Ebenso um unzulässige Neuerungen handelt es sich beim Beschwerdevorbringen, "die Zweitbeschwerdeführerin" (gemeint: Viertbeschwerdeführerin) leide an (näher beschriebenen) depressiven Episoden, Angstzuständen und einem posttraumatischen Belastungssyndrom. In diesem Zusammenhang hat der Verwaltungsgerichtshof wiederholt ausgesprochen, dass es dem Fremden obliege, im Verwaltungsverfahren substanziiert darzulegen, auf Grund welcher konkreter Umstände eine bestimmte medizinische Behandlung für ihn notwendig sei und dass diese nur in Österreich erfolgen könne. Nur dann wäre ein sich daraus (allenfalls) ergebendes privates Interesse im Sinn des Art. 8 EMRK an einem Verbleib in Österreich - auch in seinem Gewicht - beurteilbar (vgl. das hg. Erkenntnis vom 28. Juni 2007, Zl. 2007/21/0163, mit Verweis auf das hg. Erkenntnis vom 15. Mai 2007, Zl. 2006/18/0107).

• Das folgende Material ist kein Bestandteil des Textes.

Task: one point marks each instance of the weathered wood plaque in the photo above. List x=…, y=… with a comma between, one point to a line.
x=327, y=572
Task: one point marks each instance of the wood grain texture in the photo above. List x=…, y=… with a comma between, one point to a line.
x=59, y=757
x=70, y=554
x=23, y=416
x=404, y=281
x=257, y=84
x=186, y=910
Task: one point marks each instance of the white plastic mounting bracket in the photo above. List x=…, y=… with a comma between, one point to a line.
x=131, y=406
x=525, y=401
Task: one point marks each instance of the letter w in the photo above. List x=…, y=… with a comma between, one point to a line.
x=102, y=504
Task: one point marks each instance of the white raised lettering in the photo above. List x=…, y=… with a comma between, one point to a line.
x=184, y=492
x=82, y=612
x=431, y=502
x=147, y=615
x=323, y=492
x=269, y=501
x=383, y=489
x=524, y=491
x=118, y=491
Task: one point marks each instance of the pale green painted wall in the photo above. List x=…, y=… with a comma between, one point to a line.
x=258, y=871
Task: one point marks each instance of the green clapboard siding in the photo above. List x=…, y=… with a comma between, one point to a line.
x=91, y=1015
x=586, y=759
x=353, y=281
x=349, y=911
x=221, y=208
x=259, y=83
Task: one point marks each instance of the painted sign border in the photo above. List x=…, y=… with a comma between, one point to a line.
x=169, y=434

Vorliegend wurde im Verwaltungsverfahren jedoch (alle Beschwerdeführer betreffend) kein Vorbringen zu den dargestellten Umständen erstattet. Davon ausgehend kann der belangten Behörde auch das Unterbleiben weiterer Erhebungen oder Feststellungen zu diesen Themen nicht zum Vorwurf gemacht werden.

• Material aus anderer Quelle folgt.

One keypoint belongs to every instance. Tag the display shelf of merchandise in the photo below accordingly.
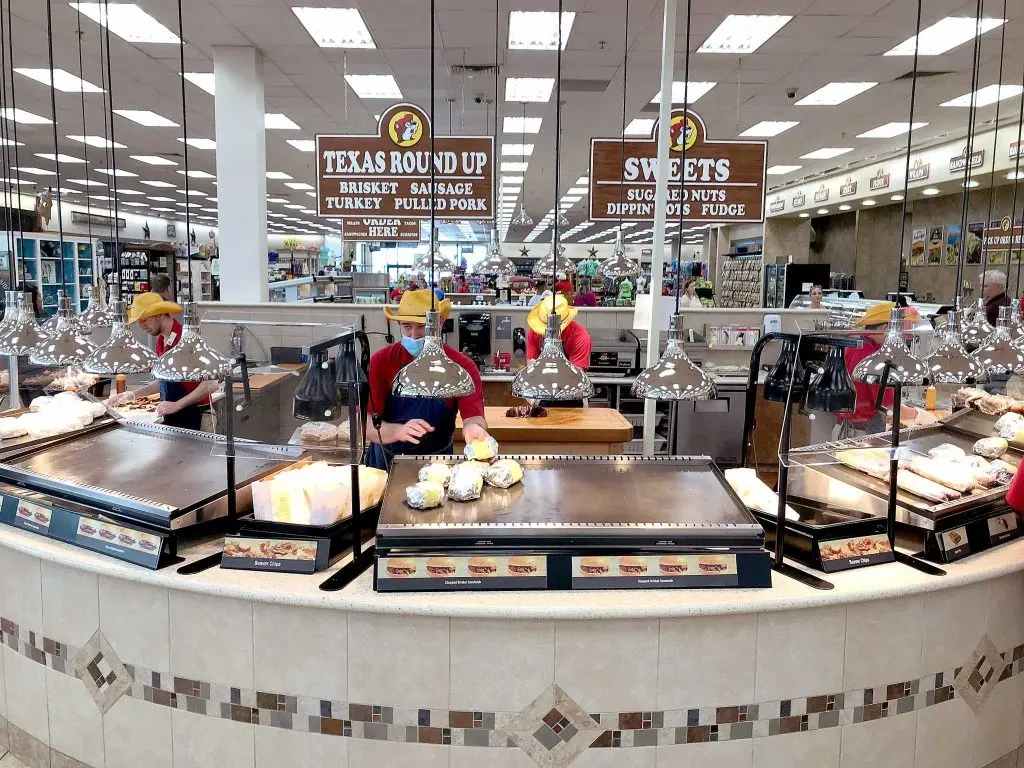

Weiters machen die Beschwerdeführer geltend, dass sie in Albanien keine ausreichenden Perspektiven für ihr wirtschaftliches Überleben hätten. Auch dieses Vorbringen führt jedoch nicht zur Beurteilung der angefochtenen Bescheide als rechtswidrig. Zwar kann die Abschiebung in einen Staat, in dem ein Fremder keine Existenzgrundlage hätte, zu einer Gefährdung im Sinn des § 50 Abs. 1 FPG führen. Einer Bedrohungssituation im genannten Sinn ist jedoch nicht im Verfahren zur Erlassung einer Ausweisung, sondern bei der Frage der Zulässigkeit der Abschiebung nach § 8 AsylG bzw. § 50 FPG zu prüfen. Insoweit liegen jedoch unbestritten rechtskräftige und vom Verwaltungsgerichtshof gebilligte Aussprüche nach § 8 AsylG 1997 vor (vgl. neuerlich das zitierte hg. Erkenntnis vom 28. Juni 2007).

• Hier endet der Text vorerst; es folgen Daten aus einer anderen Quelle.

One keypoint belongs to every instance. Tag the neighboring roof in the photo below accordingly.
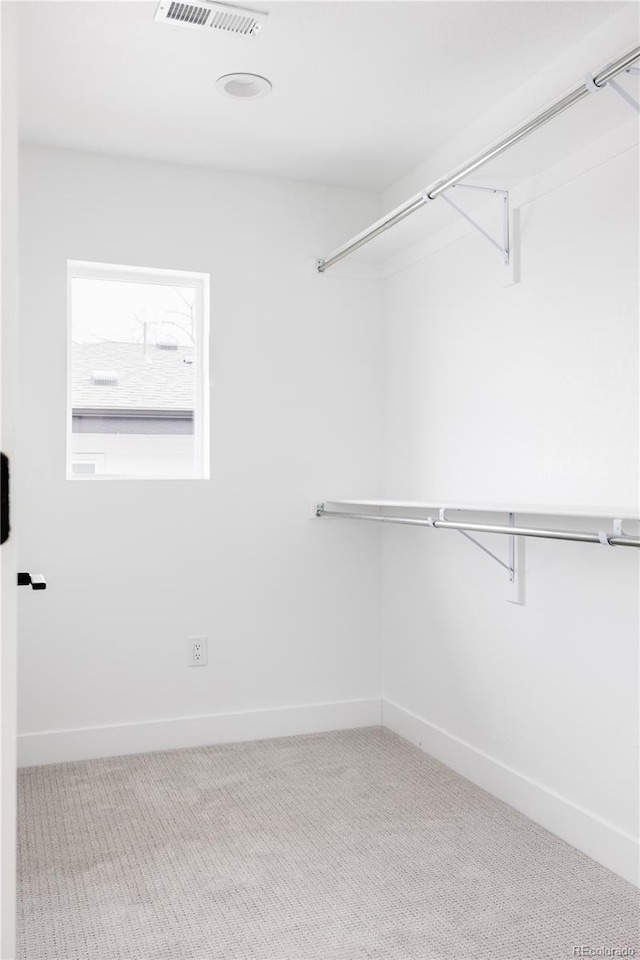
(161, 380)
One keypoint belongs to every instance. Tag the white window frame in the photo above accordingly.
(87, 270)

Auch die Umstände, dass Erst- und Zweitbeschwerdeführer in Österreich die Schule besuchen (vgl. etwa das hg. Erkenntnis vom 13. März 2007, Zl. 2007/18/0045) sowie dass die Beschwerdeführer gerichtlich unbescholten sind (vgl. etwa das hg. Erkenntnis vom 31. August 2006, Zl. 2006/21/0140, mwN), kann ihre Interessen an einem Verbleib in Österreich fallbezogen nicht maßgeblich verstärken. Gleichfalls hat es aus den im vorliegenden Zusammenhang maßgeblichen Gesichtspunkten keine nennenswerte Bedeutung, ob oder wann sie sich um die Ausstellung von Reisedokumenten bemüht haben.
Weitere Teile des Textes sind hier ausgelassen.